Rechtsmittelführer müssen genau bezeichnet werden

Aus einer Berufungsschrift muss sich klar ergeben, für wen das Rechtsmittel eingelegt wurde. Vertritt ein Anwalt mehrere unterlegene Streitgenossen und benennt den Rechtsmittelführer nicht, gibt es laut Bundesgerichtshof keine Vermutung dafür, dass sich alle gegen das Urteil wehren wollen.

Anwalt benennt Berufungskläger nicht

Zwischen den Parteien herrschte Streit um die Freigabe gerichtlich hinterlegter Beträge aus Grundstücksgeschäften. Vor dem LG Kempten wurden die Klägerin und eine Person, die im Gegenzug von den Beklagten in Anspruch genommen worden war, von einem Anwalt vertreten. Das LG wies die Klage ab und gab der Widerklage sowie Drittwiderklage überwiegend statt. Dagegen legte der Jurist für beide Mandanten Berufung vor dem OLG München ein und schrieb: "In dem Rechtsstreit S., D. u.a. ./. S., B. [...] legen wir [...] Berufung ein." Dem Telefax fügte er die ersten drei Seiten des landgerichtlichen Urteils (Rubrum und Tenor) bei. Das OLG wies darauf hin, dass die Berufung mangels Bezeichnung der Berufungskläger unzulässig sei. Daraufhin erklärte der Prozessbevollmächtigte am 14.02.2020, das Rechtsmittel habe er für beide Klienten eingelegt. Die Berufungseinlegungsfrist war allerdings schon am 04.10.2020 abgelaufen. Das Gericht verwarf die Berufung als unzulässig, weil innerhalb der Berufungsfrist (§ 517 ZPO) nicht zweifelsfrei festgestanden habe, für wen die Berufung eingelegt worden sei.

BGH: Zweifel nicht rechtzeitig beseitigt

Dem stimmte der BGH zu und verwarf die Rechtsbeschwerde am 12.11.2020 als unzulässig. Aus seiner Sicht gehört zum notwendigen Inhalt der Berufungsschrift nach § 519 Abs. 2 ZPO die Angabe aller Beteiligten, die Rechtsmittelführer sein sollen. In dem Schriftsatz stehe aber nur, dass Berufung eingelegt werde.
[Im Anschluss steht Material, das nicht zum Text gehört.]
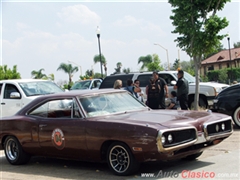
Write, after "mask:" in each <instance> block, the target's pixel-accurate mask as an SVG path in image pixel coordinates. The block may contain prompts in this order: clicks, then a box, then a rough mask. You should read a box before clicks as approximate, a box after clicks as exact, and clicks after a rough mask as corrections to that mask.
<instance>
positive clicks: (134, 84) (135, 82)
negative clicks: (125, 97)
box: [134, 79, 143, 102]
mask: <svg viewBox="0 0 240 180" xmlns="http://www.w3.org/2000/svg"><path fill="white" fill-rule="evenodd" d="M134 86H135V87H136V88H139V89H140V92H137V96H138V97H137V99H138V100H139V101H140V102H143V92H142V90H141V88H140V81H139V80H138V79H135V80H134Z"/></svg>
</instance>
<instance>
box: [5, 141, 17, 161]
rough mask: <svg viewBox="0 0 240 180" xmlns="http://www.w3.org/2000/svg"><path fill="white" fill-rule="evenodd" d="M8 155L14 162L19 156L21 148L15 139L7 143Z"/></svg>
mask: <svg viewBox="0 0 240 180" xmlns="http://www.w3.org/2000/svg"><path fill="white" fill-rule="evenodd" d="M5 152H6V155H7V157H8V158H9V159H10V160H11V161H14V160H16V159H17V157H18V155H19V148H18V145H17V143H16V142H15V141H14V140H13V139H9V140H8V141H7V143H6V151H5Z"/></svg>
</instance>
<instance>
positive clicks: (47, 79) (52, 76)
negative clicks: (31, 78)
mask: <svg viewBox="0 0 240 180" xmlns="http://www.w3.org/2000/svg"><path fill="white" fill-rule="evenodd" d="M42 79H46V80H50V81H54V80H55V77H54V74H49V75H48V76H46V77H43V78H42Z"/></svg>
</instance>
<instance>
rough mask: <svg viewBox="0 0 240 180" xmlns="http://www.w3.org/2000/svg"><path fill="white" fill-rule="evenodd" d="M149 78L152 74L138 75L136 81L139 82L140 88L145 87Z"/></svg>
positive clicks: (148, 79)
mask: <svg viewBox="0 0 240 180" xmlns="http://www.w3.org/2000/svg"><path fill="white" fill-rule="evenodd" d="M151 77H152V74H145V75H139V76H138V78H137V79H138V80H139V81H140V87H146V86H147V85H148V84H149V80H150V78H151Z"/></svg>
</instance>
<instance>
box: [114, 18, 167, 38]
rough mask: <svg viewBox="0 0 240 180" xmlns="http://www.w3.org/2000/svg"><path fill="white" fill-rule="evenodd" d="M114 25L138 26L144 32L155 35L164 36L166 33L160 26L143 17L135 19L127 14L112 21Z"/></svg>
mask: <svg viewBox="0 0 240 180" xmlns="http://www.w3.org/2000/svg"><path fill="white" fill-rule="evenodd" d="M113 24H114V25H115V26H119V27H123V28H126V27H133V26H138V29H141V30H142V31H144V32H148V33H149V32H151V33H155V34H156V33H157V34H158V35H157V36H165V35H166V33H165V32H164V31H163V30H162V28H161V27H160V26H159V25H158V24H154V23H152V22H149V21H146V20H144V19H137V18H135V17H133V16H130V15H127V16H124V17H123V18H122V19H119V20H117V21H116V22H115V23H113Z"/></svg>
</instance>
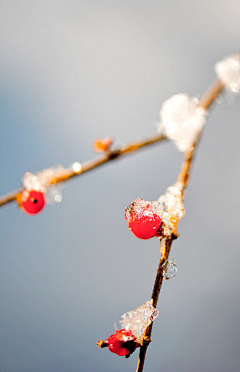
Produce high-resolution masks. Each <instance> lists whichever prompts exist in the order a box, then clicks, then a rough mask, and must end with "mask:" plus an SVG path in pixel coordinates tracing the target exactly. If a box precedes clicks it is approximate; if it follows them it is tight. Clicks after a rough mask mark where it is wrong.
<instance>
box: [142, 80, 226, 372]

Zwar sei die Klägerin in dem Rubrum genannt worden, und der Drittwiderbeklagte verstecke sich hinter dem Zusatz "u.a.". Dies sei aber lediglich die Bezeichnung des Verfahrens, in dem Berufung eingelegt werden solle. Ob diese nur für die Klägerin oder nur für den Drittwiderbeklagten eingelegt werde oder ob beide gemeint gewesen seien, ergebe sich daraus nicht. Die Erklärung vom 14.02.2020 sei verspätet erfolgt. Dem V. Zivilsenat zufolge existiert keine Regel, dass immer alle unterlegenen Streitgenossen Rechtsmittel einlegen. Im Gegenteil sei es nicht ungewöhnlich, dass von zwei oder mehr verurteilten Gesamtschuldnern nur einer eine Instanz weiter gehe.

BGH, Beschluss vom 12.11.2020 - V ZB 32/20

Redaktion beck-aktuell, 1. März 2021.